3- Döviz borçlusu sermaye

Döviz borçlusu denince akla ilk olarak iktidar ile yakın ilişkileri olan enerji sektörü geliyor. O kadar ki, sektörü “tek başına AKP iktidarı yarattı” demek yanlış değil. 2008’e kadar büyük ölçüde kamu tekeli olan enerji 2008’den itibaren özelleştirilirken satışlar döviz borçlarıyla finanse edildi. 2005 Haziran’ında enerji sektörünün bankalara olan nakdi kredi borcu 485 milyon dolarken, 2020’nin Haziran ayında bu tutar 34 milyar 343 milyon dolara yükselmişti. 15 yılda borcu dolar bazında 69 kat artan sektörün bir gözü devletten aldığı teşviklerde diğer gözü döviz kurunda. Nitekim döviz kurları yükseldikçe sektörün borç yükü artıyor. Sorun bankacılık sektörünü de strese sokuyor. Çünkü 2005 Haziran ayında toplam nakdi kredilerin sadece binde 5’i enerji sektörünün sırtındayken, bu oran 2020 Haziran ayında bankaların her 100 liralık nakdi alacağının 7,3 lirası enerji sektörünün sırtında duruyordu.
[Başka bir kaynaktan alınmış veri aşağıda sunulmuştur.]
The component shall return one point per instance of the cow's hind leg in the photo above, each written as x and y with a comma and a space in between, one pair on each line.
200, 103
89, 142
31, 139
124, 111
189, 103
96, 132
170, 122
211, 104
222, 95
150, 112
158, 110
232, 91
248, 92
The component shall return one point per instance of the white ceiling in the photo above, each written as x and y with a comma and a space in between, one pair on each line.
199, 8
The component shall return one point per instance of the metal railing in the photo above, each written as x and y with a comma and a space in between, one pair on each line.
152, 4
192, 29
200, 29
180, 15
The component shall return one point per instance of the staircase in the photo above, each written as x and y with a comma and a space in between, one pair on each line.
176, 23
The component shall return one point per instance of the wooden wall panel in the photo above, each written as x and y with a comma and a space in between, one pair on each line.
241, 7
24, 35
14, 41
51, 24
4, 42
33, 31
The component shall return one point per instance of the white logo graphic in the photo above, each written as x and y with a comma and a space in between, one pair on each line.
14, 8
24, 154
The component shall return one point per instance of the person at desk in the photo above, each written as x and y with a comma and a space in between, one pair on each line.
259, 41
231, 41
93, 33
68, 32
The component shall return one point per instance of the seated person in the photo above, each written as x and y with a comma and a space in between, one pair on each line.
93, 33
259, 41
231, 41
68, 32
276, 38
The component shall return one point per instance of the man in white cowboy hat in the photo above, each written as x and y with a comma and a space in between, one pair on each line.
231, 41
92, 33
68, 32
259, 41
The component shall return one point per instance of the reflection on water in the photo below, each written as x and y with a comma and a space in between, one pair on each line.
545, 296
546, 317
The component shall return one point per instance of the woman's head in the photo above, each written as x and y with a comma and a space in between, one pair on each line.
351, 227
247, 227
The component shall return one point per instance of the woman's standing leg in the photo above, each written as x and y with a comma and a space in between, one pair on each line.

Bu borç yükünün hafiflemesi için de döviz kurlarının bir süre baskılanması, aynı anda faizlerin de düşük tutularak borçlu sektörlerin borçlarını ucuz yoldan finanse etmesi sağlandı.


KAYBEDENLER

1- Yoksullar

Süreç boyunca cebinde TL bulunmayan halk kesimleri döviz kurunun sabit tutulduğu süreçte olanları seyretti ancak kurun yukarı yönlü patlamasıyla günden güne yoksullaştı. Dolar kuru, Merkez’deki paranın bitmesinin ardından 8,50 TL’ye kadar dayandı. Sonuç yüksek enflasyon oldu. Yıllık enflasyon oranı son 18 ayın en yüksek verisine yüzde 16,19’a yükseldi.

2- İşsizler

Merkez’in rezervleri günbegün erirken bu sürecin sürdürülebilir olmadığını anlayan yatırımcılar yeni yatırımlar yapmak yerine dövize ve altına yöneldi. Olan biteni gören halk kesimleri iş bulma ümidini dahi kaybetti. TÜİK verilerine göre 2019’da ümidini kaybettiği için iş aramayan işsizlerin sayısı yıllık ortalama 627 binken, 2020’de bu sayı 1 milyon 369 bine yükseldi.

3- Esnaf

Kamunun kaynakları bir avuç ayrıcalıklı azınlığın çıkarları için çarçur edilirken, pandemi nedeniyle desteksiz kalan esnaf hem kepenk kapattı hem borçlandırıldı. BDDK verilerine göre mikro ölçekli işletmelerin toplam nakdi kredi borcu 2020 Ocak ayında 182 milyar lirayken bu tutar yılın sonunda 261,7 milyar liraya yükseldi. Borçlu işletme sayısı 3,1 milyondan 3,82 milyona yükseldi.